The stone administration building, which has been erected near the entrance to the caverns, was built by hand from the solid rock foundation to the hand-riven cypress shake roof. The walls are built of beautifully weathered native limestone and the shelter roof is supported by hand-hewn timbers prepared on the ground. Parties, who tour the caverns, join guides here and return after the tour.

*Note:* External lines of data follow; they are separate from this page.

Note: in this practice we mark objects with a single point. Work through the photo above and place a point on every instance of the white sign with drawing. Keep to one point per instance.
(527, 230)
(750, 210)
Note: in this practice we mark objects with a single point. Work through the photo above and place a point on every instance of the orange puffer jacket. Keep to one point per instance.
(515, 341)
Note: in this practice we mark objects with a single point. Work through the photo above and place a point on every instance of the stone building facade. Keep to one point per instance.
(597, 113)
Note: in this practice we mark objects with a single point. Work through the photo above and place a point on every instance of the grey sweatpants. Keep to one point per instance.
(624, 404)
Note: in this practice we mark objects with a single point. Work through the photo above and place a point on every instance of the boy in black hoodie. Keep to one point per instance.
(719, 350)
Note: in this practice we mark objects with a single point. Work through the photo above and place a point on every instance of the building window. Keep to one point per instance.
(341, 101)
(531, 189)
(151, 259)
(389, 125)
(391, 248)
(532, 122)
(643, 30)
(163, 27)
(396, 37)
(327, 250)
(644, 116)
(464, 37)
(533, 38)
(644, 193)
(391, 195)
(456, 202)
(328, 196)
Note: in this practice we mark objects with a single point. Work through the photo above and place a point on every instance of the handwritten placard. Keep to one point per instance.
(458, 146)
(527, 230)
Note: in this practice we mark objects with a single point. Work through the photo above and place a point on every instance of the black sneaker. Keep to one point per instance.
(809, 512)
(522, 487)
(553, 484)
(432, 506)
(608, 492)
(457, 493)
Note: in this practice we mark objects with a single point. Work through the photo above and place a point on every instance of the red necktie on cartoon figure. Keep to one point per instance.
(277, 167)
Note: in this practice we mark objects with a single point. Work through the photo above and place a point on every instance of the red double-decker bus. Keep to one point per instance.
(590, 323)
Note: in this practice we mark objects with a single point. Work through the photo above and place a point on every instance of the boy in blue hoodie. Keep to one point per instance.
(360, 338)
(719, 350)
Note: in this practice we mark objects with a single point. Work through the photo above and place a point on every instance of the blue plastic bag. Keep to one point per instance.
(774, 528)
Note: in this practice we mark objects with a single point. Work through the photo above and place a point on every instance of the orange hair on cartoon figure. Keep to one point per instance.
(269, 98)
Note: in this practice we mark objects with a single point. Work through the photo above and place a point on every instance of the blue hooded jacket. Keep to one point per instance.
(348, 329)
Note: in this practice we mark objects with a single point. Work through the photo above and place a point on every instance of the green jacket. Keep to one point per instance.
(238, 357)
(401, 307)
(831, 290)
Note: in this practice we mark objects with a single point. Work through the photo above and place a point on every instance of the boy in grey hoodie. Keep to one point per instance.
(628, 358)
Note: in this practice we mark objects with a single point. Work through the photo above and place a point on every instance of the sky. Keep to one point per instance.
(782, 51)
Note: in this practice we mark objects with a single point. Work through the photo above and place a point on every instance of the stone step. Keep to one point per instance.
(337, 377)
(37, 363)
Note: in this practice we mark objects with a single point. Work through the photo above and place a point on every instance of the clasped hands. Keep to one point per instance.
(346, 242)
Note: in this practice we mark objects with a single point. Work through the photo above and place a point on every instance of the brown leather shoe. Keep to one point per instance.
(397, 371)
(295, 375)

Here we behold most wondrous sights
No mortal understands,
Of stalactites and stalagmites,
A house not made with hands.
Here Nature set to work her hands
In ages long since gone,
That man might quit his work on lands
To see and ponder on.
What means these fluted columns tall,—
These pendants from the dome?
These sculptured figures large and small,
Excelling Greece and Rome?
This drapery striped with Nature’s hues,
In regular spaces wrought?
These scenes man’s pride at once subdues—
They are beyond his thought.
The brute would look and turn away
To seek his fill of food;
’Tis ours to seek while here we stay,
The Great Creative Good.
The Architect within whose mind
The wonders of the sea,
The land, the sky, and all their kind,
Has wrought for you and me.
That we may look upon His deeds
And make our own expand,
For we alone best serve all needs
As tools within His hand.
—Charles Cottingham
Marianna, Florida
The stalagmite on the right is almost joined with a stalactite. If it does, it will make a column. The grape-like clusters in the upper foreground result when the flow of water is so slow that all of it evaporates from the ceilings and deposits its mineral load there.